An earlier version of this article was presented at the annual meetings of the Population Association of America (April 2017, Chicago). The project benefited from support provided by the Population Research Institute. We thank Wayne Osgood and anonymous reviewers for their helpful comments.

Appendix A: R code for the computational results for 1-RE-APC models

For all APC designs with a (number of age groups) and p (number of periods) in given ranges (selected by the user) and for all variance ratios λ=σe2/σc2 with λ in 0.001 to 1000 (or log10λ in −3 to 3), show that the intercept and linear component of the fitted cohort effect is necessarily 0 for all datasets y. A dataset y is a column vector of length a × p, sorted first by age group and then by period within age group (i.e., the period index varies fastest)
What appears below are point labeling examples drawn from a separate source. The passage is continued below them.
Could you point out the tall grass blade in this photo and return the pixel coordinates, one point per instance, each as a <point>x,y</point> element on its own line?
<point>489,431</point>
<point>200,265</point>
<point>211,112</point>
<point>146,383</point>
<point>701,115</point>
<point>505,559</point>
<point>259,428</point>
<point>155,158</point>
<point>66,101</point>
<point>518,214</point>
# Specify ranges to consider for a, p, and log10λ

# number of age groups

a <- 3:30
na <- length(a)

# number of periods

p <- 3:30
np <- length(p)

# number of lambda values, i.e., variance ratios

lam <- 10^(−3:3)
nl <- length(lam)

# Set up the matrix apmax to hold results. In apmax,

# columns 1, 2, and 3 are the number of age groups, number of periods, and λ, respectively.

# Columns 4 and 5 are, for the cohort intercept and linear component estimates, respectively,

# the maximum of the absolute values of the coefficients of the data y.

apmax <- matrix(NA,na*np*nl,5)

# Loop 1, over number of age groups

for(i in 1:na){

# Loop 2, over number of periods

for(j in 1:np){

# design matrix columns for age, then period

   Xa <- contr.sum(n=a[i]) %x% as.matrix(rep(1,p[j]))
   Xp <- as.matrix(rep(1,a[i])) %x% contr.sum(n=p[j])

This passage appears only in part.